Allyson Pollock | |
Education: | University of Dundee |
Profession: | Doctor |
Field: | Public health |
Allyson Pollock is a consultant in public health medicine and was the Director of the Institute of Health and Society, Newcastle University. She is an academic who is known for her research into, and opposition to, part privatisation of the UK National Health Service (NHS) via the Private Finance Initiative (PFI) and other mechanisms.
Pollock gained a BSc in physiology at the University of Dundee in Scotland then became a medical graduate (MB ChB) of the same university. She later completed an MSc at the London School of Hygiene.[1] She became a consultant in public health medicine in 1991.[2]
Pollock was head of the Public Health Policy Unit at University College London and director of research and development at University College London Hospitals NHS Foundation Trust.[1]
Pollock set up and directed the Centre for International Public Health Policy at the University of Edinburgh from 2005 to 2011.
She was professor of public health research and policy at Barts and The London School of Medicine and Dentistry, Queen Mary University of London
In 2014, she was elected to the Council of the British Medical Association, for a four-year term.[3]
In January 2017, she became the Director of the Institute of Health and Society, Newcastle University.[4]
Allyson Pollock has provided evidence to the British Parliament[5] and the Welsh National Assembly regarding PFI. Under her directorship CIPHP provided evidence to the Scottish Parliament regarding PFI.
In their statements of evidence, Allyson Pollock and her co-researcher Mark Hellowell argue that capital investment through PFI creates a large public sector cash liability. For example, they say that the £5.2billion of PFI investment in Scotland has created a public sector cash liability of £22.3bn. This cash liability is 'off balance-sheet' and does not show up on government statistics such as the Public Sector Borrowing Requirement (PSBR).

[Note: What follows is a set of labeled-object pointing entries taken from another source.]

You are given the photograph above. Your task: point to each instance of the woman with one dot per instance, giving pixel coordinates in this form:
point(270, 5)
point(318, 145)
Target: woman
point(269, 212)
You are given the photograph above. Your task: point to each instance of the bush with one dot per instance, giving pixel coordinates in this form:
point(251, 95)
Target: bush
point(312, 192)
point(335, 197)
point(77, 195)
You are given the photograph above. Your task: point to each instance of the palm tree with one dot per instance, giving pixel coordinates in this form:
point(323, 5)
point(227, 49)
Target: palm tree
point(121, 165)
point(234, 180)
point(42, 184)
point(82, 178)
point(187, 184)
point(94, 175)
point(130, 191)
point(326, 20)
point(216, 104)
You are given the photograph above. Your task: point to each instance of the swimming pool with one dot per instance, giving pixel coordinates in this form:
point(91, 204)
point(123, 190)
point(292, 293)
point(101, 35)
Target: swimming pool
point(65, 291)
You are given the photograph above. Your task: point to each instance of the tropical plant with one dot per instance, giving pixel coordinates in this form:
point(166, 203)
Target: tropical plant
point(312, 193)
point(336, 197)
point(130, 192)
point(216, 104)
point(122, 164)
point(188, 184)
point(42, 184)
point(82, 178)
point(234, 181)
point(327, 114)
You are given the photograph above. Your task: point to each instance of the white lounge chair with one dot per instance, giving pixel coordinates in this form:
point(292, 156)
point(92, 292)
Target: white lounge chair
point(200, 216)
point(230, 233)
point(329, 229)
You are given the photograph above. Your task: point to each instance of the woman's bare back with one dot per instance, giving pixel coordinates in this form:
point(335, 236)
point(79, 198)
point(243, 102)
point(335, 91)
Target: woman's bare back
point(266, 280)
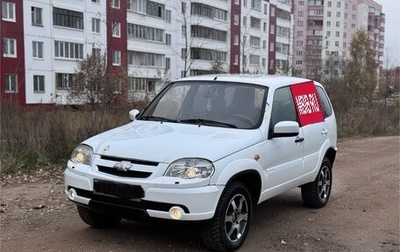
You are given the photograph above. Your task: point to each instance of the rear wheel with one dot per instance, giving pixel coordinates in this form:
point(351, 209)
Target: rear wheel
point(230, 225)
point(97, 220)
point(316, 194)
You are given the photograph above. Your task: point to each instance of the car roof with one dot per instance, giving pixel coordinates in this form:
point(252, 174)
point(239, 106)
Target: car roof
point(258, 79)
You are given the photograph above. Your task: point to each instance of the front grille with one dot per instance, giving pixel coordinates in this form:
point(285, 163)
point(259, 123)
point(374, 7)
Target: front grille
point(133, 161)
point(127, 174)
point(125, 203)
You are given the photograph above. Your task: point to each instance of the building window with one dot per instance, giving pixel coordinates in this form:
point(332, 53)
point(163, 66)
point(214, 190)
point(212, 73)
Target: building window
point(168, 39)
point(38, 84)
point(116, 30)
point(36, 16)
point(236, 19)
point(168, 16)
point(115, 4)
point(68, 50)
point(96, 52)
point(236, 39)
point(256, 4)
point(255, 41)
point(96, 25)
point(10, 84)
point(37, 49)
point(145, 32)
point(67, 18)
point(254, 59)
point(184, 30)
point(272, 29)
point(9, 48)
point(146, 59)
point(255, 22)
point(207, 54)
point(64, 81)
point(8, 11)
point(116, 58)
point(236, 59)
point(183, 7)
point(198, 31)
point(272, 11)
point(142, 84)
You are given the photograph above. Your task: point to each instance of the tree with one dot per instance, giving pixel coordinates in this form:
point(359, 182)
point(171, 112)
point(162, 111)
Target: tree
point(96, 84)
point(361, 75)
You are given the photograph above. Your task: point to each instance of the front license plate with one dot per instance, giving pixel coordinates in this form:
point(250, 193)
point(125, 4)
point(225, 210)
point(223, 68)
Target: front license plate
point(117, 189)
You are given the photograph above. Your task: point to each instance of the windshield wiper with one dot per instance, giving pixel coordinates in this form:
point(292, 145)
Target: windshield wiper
point(157, 119)
point(208, 122)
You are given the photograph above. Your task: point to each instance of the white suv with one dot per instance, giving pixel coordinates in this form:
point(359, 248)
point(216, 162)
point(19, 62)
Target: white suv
point(209, 148)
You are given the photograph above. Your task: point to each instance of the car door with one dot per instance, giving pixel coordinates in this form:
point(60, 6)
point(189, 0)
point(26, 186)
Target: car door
point(284, 154)
point(312, 123)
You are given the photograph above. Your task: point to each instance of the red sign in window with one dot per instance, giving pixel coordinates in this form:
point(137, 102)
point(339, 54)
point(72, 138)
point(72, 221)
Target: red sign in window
point(307, 103)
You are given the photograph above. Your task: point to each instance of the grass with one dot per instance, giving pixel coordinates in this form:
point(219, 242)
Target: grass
point(35, 139)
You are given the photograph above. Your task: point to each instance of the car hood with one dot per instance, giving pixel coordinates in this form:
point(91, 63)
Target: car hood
point(167, 142)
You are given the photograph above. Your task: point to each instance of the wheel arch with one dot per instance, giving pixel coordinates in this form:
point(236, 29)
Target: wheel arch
point(252, 180)
point(331, 155)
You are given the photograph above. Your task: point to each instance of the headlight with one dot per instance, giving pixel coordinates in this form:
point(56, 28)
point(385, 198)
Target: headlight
point(82, 154)
point(189, 168)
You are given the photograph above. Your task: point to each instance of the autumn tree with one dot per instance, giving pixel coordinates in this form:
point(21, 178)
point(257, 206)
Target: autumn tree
point(96, 84)
point(361, 74)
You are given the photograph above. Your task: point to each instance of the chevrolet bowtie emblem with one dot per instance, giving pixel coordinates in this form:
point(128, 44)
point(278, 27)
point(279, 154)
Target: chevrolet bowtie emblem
point(123, 166)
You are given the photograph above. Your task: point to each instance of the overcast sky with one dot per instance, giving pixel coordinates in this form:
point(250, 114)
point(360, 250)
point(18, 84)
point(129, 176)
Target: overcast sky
point(391, 8)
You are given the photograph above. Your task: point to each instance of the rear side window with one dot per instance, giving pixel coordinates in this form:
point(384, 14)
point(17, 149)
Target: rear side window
point(283, 108)
point(325, 104)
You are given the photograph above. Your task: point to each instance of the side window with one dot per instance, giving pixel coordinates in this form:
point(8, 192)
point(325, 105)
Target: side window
point(326, 106)
point(282, 107)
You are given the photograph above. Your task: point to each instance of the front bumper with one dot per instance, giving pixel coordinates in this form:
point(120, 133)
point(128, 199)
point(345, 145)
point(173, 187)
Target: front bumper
point(197, 203)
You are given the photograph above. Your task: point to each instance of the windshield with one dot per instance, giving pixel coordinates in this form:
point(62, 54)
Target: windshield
point(221, 104)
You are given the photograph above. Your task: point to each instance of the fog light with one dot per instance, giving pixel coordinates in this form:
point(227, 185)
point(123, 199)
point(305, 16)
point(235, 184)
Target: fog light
point(71, 194)
point(175, 213)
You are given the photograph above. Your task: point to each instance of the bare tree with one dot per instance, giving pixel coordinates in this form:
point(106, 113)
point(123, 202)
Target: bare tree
point(96, 84)
point(361, 75)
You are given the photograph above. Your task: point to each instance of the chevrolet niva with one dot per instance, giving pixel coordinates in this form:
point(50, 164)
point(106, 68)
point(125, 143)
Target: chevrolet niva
point(208, 149)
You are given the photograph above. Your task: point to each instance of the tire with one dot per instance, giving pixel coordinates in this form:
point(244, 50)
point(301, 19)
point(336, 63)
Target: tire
point(97, 220)
point(229, 228)
point(316, 194)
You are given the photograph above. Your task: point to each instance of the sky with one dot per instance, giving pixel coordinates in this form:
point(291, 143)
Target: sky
point(391, 9)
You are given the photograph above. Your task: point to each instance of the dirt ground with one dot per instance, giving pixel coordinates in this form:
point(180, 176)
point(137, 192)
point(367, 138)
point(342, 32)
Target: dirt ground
point(362, 215)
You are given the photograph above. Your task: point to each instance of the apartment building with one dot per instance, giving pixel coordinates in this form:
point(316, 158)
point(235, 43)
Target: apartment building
point(154, 41)
point(323, 31)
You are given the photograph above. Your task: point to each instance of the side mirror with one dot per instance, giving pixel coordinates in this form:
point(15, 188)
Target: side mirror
point(286, 129)
point(133, 113)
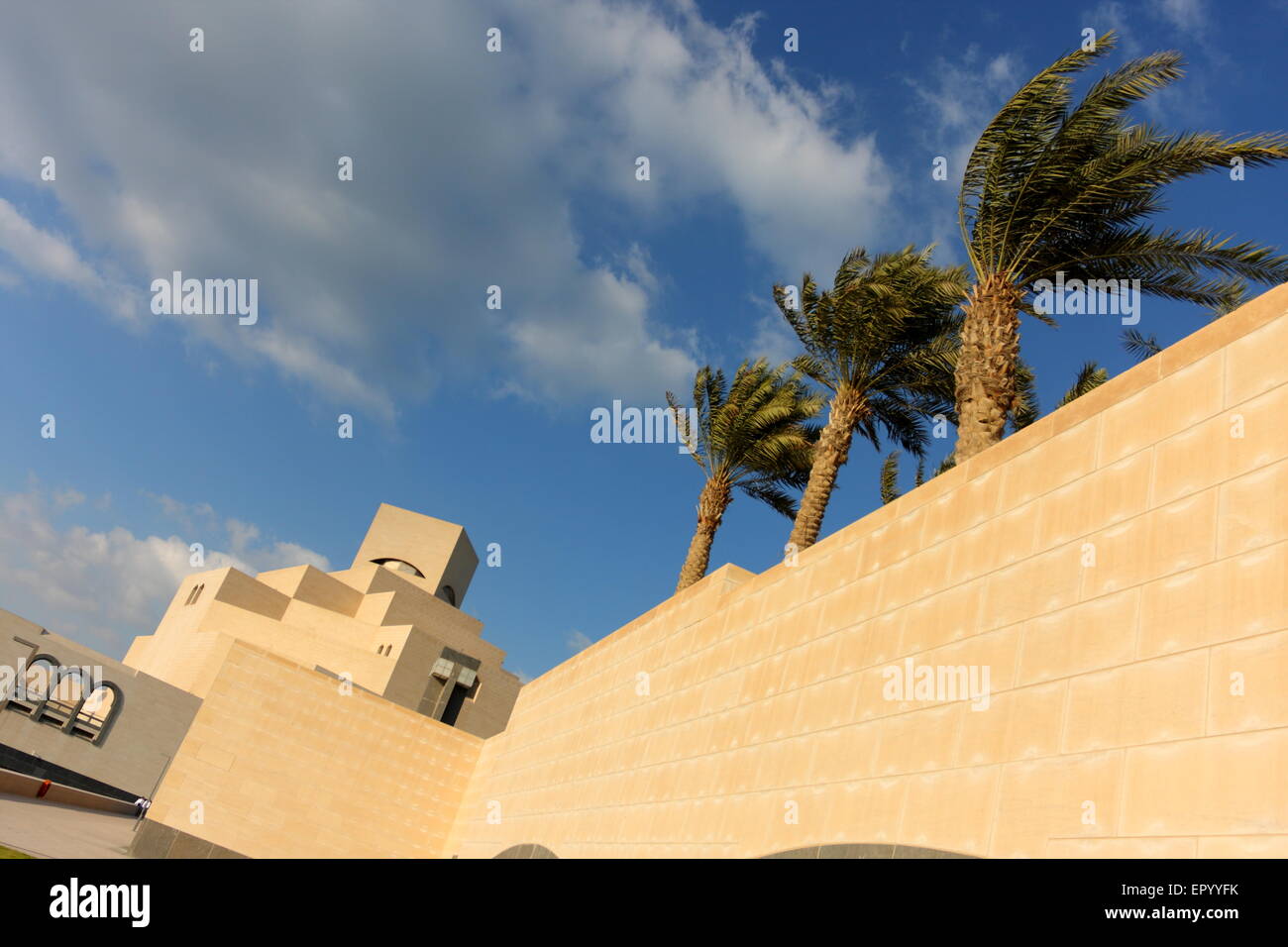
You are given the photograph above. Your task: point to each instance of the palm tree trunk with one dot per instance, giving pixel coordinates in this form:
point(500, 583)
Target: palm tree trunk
point(829, 455)
point(986, 367)
point(715, 499)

Pollock and Hellowell also say that, although the UK government's support for PFI is based on its supposed ability to deliver good value for money, the mechanisms for testing this are skewed. While developing PFI proposals, contracting authorities such as NHS trusts are required to construct a theoretical alternative to the use of PFI, which compares the value for money offered by a public versus a private finance scheme. The publicly funded alternative is called a 'public sector comparator'. In theory, if this exercise concludes that PFI does not represent good value for money compared to public finance, then the latter should be used for the procurement. However, in practice this rarely happens.
The reasons for this are discussed in a paper co-written by Pollock and published in the BMJ. Pollock et al. conclude that the true risks of many privately financed contracts are not calculated correctly. They argue that the system involves a high degree of subjectivity regarding the value of the risk being transferred to the private sector. They take one example of an NHS project in which one of the risks theoretically being transferred was that the target for clinical cost savings would not be met. The cost of this risk was estimated at £5m. However, in practice the private consortium had no responsibility for ensuring that there would actually be clinical cost-savings, and faced no penalty if there were none. The paper concludes therefore that the risk transfer was "spurious".
Jeremy Colman, former deputy general of the National Audit Office and the current Auditor General for Wales has supported Pollock's findings. In a Financial Times article he is quoted as saying many PFI appraisals suffer from "spurious precision" and others are based on "pseudo-scientific mumbo-jumbo". Some, he says, are simply "utter rubbish". He noted the pressures on contracting authorities to weight their appraisal in favour of taking their projects down the PFI route: "If the answer comes out wrong you don't get your project. So the answer doesn't come out wrong very often."
Pollock's son played rugby and suffered serious injury on three occasions before the age of 16: a broken nose, a fractured leg and a fractured cheekbone with concussion.[6] Following this she has spent more than a decade researching the risks involved. In 2014 she said "rugby union in schools must distinguish itself from the very brutal game practiced by the professionals."[7] She criticised poor monitoring of injuries sustained during games played by school children. She cited research from Ireland which found that in children of secondary school age the rate of injury in rugby was three times higher than other sports. In the course of a season, children have a 20% chance of concussion or bone fracture and one in seven parents have considered withdrawing their child from the games.[7]
In March 2016, Pollock was one of more than 70 doctors and academics who were signatories to an open letter seeking a ban on tackling in school level rugby matches.[8] This group set out details of the risks involved in the letter addressed to ministers, chief medical officers and children's commissioners in England, Scotland, Wales, Northern Ireland and the Republic of Ireland. World Rugby, the sport's governing body, responded by releasing the results of a survey that stated 92% of parents of children aged between seven and 18-years-old believed that the benefits of children playing sport outweighs the risks.[9]